The NAO has released its report into the second Road Investment Strategy, which shows that by March 2025, National Highways will have undertaken less work on road enhancements and at a higher cost than originally planned.
The second Road Investment Strategy, which covers the five years between April 2020 and March 2025, initially set out that government would spend £27.4bn on the network, with £14.1bn earmarked for a total of sixty-nine road enhancement projects (almost double the £7.7bn budget for the previous five years).
However, inflationary pressures, delays to road projects and changes in government priorities have created risks to the deliverability, affordability, and value for money of National Highways’ enhancement portfolio, says the NAO.
The NAO reports that it was clear in 2021 that delivery could not be implemented as planned. DfT reduced the total number of projects (down from 69 to 58) and reduced National Highways’ budget for road enhancements by £3.4bn. The costs of the projects remaining in the revised portfolio have
In March 2022, National Highways reported that that a third of projects in the revised plan were at risk of delay, the primary reason being the difficulty in securing development consent. The NAO concluded that both National Highways and DfT could have done more to plan for and manage the potential risks to their portfolio of enhancement works.
In the short-term, NAO has recommended that DfT and National Highways should, working alongside HM Treasury, develop a response to the current inflationary pressures, addressing the implications this will have for the cost of planned projects. They also recommended that the DfT should work with other government departments to ensure that they are taking account of wider government policies; this will allow development consent applications to be more efficiently prepared for submission.
In the longer-term, the NAO suggests that National Highways needs to make further improvements to its management of risks that could have an impact upon the delivery of the third Road Investment Strategy.

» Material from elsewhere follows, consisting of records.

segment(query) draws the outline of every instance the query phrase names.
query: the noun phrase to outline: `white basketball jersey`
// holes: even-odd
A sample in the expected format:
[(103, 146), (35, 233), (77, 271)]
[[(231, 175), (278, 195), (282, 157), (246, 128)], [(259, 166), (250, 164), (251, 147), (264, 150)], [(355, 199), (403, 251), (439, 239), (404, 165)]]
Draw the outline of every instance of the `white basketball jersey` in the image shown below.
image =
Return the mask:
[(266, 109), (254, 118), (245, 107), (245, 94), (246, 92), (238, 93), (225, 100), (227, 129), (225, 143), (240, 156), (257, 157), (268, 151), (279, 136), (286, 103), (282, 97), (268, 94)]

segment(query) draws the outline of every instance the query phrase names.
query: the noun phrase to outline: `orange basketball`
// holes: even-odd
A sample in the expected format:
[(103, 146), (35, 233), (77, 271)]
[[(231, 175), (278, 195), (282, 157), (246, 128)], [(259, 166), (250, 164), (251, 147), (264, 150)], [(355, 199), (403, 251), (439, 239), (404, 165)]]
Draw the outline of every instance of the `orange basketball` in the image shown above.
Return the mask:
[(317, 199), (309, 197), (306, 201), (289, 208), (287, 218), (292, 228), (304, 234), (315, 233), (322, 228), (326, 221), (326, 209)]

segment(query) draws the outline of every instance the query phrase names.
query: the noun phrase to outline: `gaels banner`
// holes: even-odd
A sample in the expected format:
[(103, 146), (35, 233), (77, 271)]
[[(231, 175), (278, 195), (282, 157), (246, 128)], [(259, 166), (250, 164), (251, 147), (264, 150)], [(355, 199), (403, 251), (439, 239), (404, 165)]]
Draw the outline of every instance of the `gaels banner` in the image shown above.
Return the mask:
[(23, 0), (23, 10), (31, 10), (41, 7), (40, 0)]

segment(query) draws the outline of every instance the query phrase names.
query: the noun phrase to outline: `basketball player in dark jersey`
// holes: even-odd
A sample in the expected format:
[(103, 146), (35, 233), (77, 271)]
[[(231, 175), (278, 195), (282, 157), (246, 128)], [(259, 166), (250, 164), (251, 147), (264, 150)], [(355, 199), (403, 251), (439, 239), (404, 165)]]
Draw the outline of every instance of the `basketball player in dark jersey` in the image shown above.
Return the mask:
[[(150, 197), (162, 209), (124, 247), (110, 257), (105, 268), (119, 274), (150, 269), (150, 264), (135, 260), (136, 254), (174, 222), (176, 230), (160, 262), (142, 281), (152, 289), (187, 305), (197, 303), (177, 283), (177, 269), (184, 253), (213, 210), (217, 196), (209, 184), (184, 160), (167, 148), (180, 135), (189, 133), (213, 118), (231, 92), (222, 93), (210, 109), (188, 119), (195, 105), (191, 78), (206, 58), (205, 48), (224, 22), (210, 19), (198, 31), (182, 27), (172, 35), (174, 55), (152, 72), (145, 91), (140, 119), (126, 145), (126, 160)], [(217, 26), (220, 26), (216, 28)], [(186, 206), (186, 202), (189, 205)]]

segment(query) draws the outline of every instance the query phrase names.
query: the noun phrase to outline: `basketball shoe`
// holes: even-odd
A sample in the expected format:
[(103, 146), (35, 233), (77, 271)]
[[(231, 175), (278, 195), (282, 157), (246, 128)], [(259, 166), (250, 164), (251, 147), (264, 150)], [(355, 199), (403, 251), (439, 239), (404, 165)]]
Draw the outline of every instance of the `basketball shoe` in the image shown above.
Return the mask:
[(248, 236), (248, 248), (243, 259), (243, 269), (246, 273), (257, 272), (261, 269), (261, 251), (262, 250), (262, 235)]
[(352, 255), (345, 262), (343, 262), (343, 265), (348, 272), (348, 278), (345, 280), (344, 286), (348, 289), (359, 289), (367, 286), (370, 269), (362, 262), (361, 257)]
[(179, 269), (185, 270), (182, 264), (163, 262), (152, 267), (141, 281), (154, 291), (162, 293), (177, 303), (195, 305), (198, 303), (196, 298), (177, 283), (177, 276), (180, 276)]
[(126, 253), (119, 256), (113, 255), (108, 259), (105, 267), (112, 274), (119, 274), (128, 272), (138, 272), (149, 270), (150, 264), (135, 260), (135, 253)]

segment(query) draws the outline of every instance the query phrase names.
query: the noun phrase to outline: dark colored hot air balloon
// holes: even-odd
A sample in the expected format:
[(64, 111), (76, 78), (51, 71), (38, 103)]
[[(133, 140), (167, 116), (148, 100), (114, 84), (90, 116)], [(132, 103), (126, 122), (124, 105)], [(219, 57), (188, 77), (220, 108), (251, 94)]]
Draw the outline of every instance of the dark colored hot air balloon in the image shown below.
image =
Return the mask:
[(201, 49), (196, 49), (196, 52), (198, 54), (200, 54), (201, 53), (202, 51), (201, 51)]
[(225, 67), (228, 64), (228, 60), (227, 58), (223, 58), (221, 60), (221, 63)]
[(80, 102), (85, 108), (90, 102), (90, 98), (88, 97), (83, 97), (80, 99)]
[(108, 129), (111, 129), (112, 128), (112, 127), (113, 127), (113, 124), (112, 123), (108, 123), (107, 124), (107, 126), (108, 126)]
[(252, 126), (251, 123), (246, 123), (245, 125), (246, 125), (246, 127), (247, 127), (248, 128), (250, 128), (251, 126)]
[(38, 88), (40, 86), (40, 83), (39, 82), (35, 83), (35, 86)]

Gareth Davies, the head of the NAO, said: “The Department for Transport and National Highways put together an extensive road investment plan that has been unfortunate to coincide with the COVID-19 pandemic and rising inflation.
“Nevertheless, more could have been done to manage risks. Delays to projects have meant that less work has been delivered than planned and at a higher cost.
“DfT and National Highways must now fully address the rising cost of its revised portfolio of projects, undertaking a review of all road plans that it plans to move into the time-period of its third road strategy (2025-2030). This review must consider if these projects remain feasible and provide optimal value for money.”